Plant height is an important ecological parameter in spontaneously-vegetated heap sites (Woźniak et al. 2011). Similarly, height controls the competitive ability of plant species (Weiher et al. 1999). In our study, the native species pool is characterised by low plant height. However, we found a positive relationship between alien cover and native plant height. This is because pioneer alien species usually have low cover and more competitive ones have a higher cover. Since our study is in successional communities, it only shows part of the whole gradient, revealing methodological differences in context dependence (Catford et al. 2022). Nevertheless, disturbance in closed habitats where natives have tall heights will continue to promote alien establishment through the creation of gaps. A similar result of increased alien species cover with native CWM plant height was obtained in temperate low-land forests (Lanta et al. 2022).

Our findings showed that alien species establishment was prominent in the early stage of post-coal mine vegetation development, but not on newly-formed heaps. Heap sites at the early developmental stage were characterised by alien species showing ruderal features that benefit from disturbance, for example, Solidago gigantea, Solidago canadensis, Erigeron canadensis and Erigeron annuus. These species reached a high level of ecological success. Therefore, to reduce invasibility, we recommend that the management objectives should be directed to the early stage of spontaneous vegetation formation on heap sites. Similarly, reduced ecological disturbance should be encouraged on heap sites to prevent ruderal colonising species and promote competitive native species.

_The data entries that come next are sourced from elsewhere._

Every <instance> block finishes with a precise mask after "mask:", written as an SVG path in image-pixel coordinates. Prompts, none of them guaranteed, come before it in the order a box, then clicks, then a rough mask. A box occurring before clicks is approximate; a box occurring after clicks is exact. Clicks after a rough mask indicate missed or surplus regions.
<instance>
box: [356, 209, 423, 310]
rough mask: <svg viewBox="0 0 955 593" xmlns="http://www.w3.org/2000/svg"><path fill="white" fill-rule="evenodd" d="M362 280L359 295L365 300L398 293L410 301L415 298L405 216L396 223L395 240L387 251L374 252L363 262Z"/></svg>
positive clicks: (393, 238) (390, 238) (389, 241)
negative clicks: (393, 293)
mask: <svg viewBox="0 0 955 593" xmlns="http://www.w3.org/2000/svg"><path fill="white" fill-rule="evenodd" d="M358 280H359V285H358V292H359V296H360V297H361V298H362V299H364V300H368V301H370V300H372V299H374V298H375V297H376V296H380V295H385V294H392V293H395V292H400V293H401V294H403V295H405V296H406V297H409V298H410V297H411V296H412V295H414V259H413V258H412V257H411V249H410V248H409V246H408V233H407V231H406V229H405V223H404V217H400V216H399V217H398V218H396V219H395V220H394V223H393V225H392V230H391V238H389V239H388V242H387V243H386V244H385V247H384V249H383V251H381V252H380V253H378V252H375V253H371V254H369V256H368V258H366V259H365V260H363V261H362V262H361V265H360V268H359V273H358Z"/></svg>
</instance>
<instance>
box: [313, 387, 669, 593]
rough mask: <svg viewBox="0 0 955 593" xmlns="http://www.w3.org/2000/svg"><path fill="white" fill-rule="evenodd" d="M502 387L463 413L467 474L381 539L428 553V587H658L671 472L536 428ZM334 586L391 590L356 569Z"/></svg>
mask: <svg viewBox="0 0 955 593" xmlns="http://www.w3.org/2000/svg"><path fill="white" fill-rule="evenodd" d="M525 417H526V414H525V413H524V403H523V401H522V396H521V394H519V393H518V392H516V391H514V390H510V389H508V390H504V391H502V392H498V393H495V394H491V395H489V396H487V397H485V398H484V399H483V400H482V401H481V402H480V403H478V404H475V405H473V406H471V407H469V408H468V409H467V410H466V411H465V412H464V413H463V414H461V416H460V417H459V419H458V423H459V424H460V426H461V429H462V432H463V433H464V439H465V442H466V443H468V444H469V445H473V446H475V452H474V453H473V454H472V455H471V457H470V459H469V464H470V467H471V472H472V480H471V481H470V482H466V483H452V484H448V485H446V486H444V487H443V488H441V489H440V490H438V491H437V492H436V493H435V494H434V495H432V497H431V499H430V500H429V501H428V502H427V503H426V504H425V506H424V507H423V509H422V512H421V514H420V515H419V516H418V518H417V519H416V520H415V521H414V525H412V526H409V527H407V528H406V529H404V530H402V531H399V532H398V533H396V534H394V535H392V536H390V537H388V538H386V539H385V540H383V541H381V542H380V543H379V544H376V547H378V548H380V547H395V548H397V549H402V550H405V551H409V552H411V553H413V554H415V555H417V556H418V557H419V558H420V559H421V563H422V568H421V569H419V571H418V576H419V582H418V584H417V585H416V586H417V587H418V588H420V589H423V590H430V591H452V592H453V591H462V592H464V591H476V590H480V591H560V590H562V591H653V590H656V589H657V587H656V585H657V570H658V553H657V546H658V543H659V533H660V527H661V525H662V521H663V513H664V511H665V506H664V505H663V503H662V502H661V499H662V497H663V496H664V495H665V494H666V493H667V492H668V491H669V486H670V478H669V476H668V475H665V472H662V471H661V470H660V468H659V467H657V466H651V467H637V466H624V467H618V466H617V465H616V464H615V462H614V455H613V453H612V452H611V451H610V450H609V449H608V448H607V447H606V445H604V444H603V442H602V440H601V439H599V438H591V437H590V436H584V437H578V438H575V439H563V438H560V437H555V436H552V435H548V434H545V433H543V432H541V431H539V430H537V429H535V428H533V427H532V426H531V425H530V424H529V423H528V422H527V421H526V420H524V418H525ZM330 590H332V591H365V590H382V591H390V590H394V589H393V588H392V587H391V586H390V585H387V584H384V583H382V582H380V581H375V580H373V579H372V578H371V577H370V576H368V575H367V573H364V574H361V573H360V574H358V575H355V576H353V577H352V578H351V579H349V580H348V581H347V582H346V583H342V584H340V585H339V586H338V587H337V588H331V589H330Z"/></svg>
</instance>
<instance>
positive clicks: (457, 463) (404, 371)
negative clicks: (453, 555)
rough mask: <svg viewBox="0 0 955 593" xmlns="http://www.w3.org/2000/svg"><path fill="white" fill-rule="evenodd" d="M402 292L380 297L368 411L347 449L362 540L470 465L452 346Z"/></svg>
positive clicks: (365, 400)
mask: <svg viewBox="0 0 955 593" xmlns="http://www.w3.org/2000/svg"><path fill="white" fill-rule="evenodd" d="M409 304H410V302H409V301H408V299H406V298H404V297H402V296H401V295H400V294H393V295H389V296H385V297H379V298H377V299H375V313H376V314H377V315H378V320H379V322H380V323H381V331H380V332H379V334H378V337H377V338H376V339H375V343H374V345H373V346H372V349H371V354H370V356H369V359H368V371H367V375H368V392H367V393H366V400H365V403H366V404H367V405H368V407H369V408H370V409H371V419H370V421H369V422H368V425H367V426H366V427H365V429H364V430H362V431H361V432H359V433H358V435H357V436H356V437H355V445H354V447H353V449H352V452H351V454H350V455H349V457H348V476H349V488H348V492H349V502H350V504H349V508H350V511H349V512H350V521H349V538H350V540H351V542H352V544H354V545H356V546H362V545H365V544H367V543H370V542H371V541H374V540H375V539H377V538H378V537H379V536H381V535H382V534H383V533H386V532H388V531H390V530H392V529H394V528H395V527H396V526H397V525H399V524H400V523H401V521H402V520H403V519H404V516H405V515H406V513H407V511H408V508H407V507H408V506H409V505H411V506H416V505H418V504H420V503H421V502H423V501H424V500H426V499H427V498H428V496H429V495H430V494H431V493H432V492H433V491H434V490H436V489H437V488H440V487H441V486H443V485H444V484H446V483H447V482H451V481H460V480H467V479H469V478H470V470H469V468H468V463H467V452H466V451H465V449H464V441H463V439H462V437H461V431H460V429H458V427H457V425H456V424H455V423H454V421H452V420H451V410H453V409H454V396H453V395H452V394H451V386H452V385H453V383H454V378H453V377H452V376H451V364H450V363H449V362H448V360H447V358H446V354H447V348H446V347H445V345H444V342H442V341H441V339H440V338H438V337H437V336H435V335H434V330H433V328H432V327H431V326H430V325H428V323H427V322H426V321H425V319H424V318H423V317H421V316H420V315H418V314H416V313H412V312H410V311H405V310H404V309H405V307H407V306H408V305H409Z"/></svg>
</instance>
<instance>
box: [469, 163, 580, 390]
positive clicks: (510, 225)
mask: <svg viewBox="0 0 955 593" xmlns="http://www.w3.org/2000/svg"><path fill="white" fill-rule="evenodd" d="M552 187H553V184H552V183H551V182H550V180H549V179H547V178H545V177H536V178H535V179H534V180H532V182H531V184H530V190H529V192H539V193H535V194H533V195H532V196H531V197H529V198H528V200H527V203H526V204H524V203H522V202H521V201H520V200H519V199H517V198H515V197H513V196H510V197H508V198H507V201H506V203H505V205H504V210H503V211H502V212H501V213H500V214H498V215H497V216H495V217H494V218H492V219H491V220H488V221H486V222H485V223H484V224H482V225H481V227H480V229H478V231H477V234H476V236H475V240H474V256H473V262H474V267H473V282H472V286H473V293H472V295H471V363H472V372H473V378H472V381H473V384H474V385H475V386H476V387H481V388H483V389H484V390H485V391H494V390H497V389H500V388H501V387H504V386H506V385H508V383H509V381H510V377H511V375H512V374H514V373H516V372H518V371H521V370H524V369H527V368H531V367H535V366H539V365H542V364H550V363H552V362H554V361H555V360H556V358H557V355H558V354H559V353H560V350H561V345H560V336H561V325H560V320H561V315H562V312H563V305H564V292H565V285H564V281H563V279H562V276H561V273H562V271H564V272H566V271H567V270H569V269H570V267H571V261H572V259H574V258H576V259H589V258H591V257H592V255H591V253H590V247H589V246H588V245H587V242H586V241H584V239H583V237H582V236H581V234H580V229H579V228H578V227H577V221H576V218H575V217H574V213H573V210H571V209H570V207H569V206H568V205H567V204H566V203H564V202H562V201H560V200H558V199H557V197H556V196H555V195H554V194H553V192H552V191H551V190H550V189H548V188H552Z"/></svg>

Monitoring alien species invasion level and establishment on heaps and the surrounding landscape has high importance. Recent findings have shown that landscapes surrounding roads, railways and arable land harbour neophytes (Ballesteros et al. 2021). This affirms that the degree of urbanisation around colonised sites is an important invasion pathway and should be prioritised in alien species management strategies.

To prevent secondary invasion – an increase in the colonisation of non-target alien species after the removal of targeted invasive plants (Pearson et al. 2016), native species addition should be encouraged, specifically at the early successional stage. Our findings showed that plant communities at the early stage of spontaneous vegetation development on heaps are most threatened by alien species; thus, the addition of competitive natives would prevent non-target alien species from exploiting the space created by the removed targeted invader (Hess et al. 2019). Similarly, species addition will not only help restore native species lost from the ecosystem due to mining activities, but can also increase the number of competitors which may act to reduce alien species recruitment, invasion level and ecological success (Bakker and Wilson 2004). A more detailed study on the abundance shifts between the alien and native plant species in the vegetation patches during the developmental stages might give additional insight into the relationship between the role of alien and native plant species in the establishment and functioning mechanisms of the novel ecosystems on post-coal mine heaps mineral habitats.